The published evidence shows that current evaluation practice remains narrow. Bedi et al. (2025) documented a benchmark-heavy literature with limited real-world data, and Lee et al. (2024) found no clear evaluation framework and frequent reliance on small query counts, single measurements, and limited secondary analyses.

Tam et al. (2024) reviewed 142 studies and proposed the QUEST framework for human evaluation, emphasizing quality of information, understanding and reasoning, expression style and persona, safety and harm, and trust and confidence.

For biostatistical practice specifically, Grambow et al. (2025) are informative because they are closer to real work. Among 69 respondents from three biostatistics units at two academic medical centers, 44/69 (63.8%) reported using LLMs, but 29/41 (70.7%) reported significant errors, including incorrect code, statistical misinterpretation, and hallucinated functions.

What the preprints suggest

Recent preprints suggest a useful shift toward more domain-specific evaluation, but they should be interpreted cautiously. Arora et al. (2025, preprint) introduced HealthBench, a broad health benchmark designed to measure performance and safety in more open-ended health interactions. Harris et al. (2025, preprint) introduced PubHealthBench for UK government public-health information and highlighted a gap between multiple-choice and free-form answering, which is relevant to epidemiology and public-health communication.

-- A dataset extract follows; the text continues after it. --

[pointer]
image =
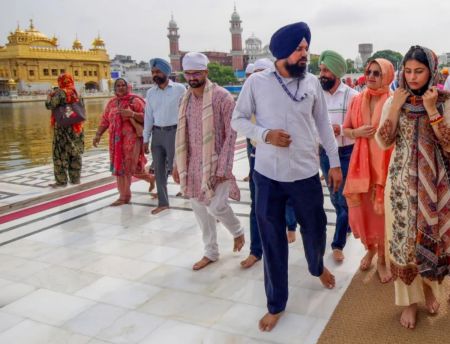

Other preprints extend evaluation into specialized research tasks. Lu et al. (2025, preprint) introduced StatEval for statistics questions. Bonzi et al. (2025, preprint) introduced CareMedEval for biomedical critical appraisal and reasoning grounded in scientific papers. He et al. (2025, preprint) studied whether LLMs can identify CONSORT adherence in randomized trials. Li et al. (2025, preprint) benchmarked meta-analysis data extraction and reported that automation remains challenging, with performance that may be acceptable for some low-risk subtasks but not for unsupervised extraction of all key study data.

Main limits of current evals

Four limits recur across the literature. First, task selection is narrow: question answering and exam-style prompts dominate, while protocol design, causal reasoning, bias assessment, statistical troubleshooting, and full evidence synthesis are less often tested (Bedi et al., 2025; Lee et al., 2024).

Second, evaluation metrics are narrow: accuracy is common, but calibration, uncertainty, fairness, safety, and downstream decision quality are much less often measured (Bedi et al., 2025). Third, study designs are often weak for deployment claims: many studies use small numbers of questions, few repeated runs, and limited external validation (Lee et al., 2024).

Fourth, benchmark success may overstate readiness. Constrained formats can look strong even when open-ended answers, statistical interpretation, or workflow integration remain brittle (Harris et al., 2025, preprint; Grambow et al., 2025).

Interpretation

The most defensible near-term use case is assisted work with human verification, not autonomous epidemiologic or biostatistical reasoning. The evaluation question should shift from “can the model answer this benchmark item?” to “does the workflow remain valid when the model is used here, by this team, under these constraints?”

Limitations of this brief review

This is a brief, narrative review rather than a systematic review. It is meant to map the current evaluation landscape, not to estimate pooled performance. The literature is also moving quickly, and several domain-specific sources are still preprints.

Conclusion

The published evaluation literature is still dominated by narrow benchmarks, while the most relevant domain-specific evaluations are only beginning to emerge. For now, the evidence supports cautious, supervised use for bounded tasks, especially drafting, coding assistance, and information retrieval, but it does not support strong claims of robust, unsupervised reliability in core research workflows.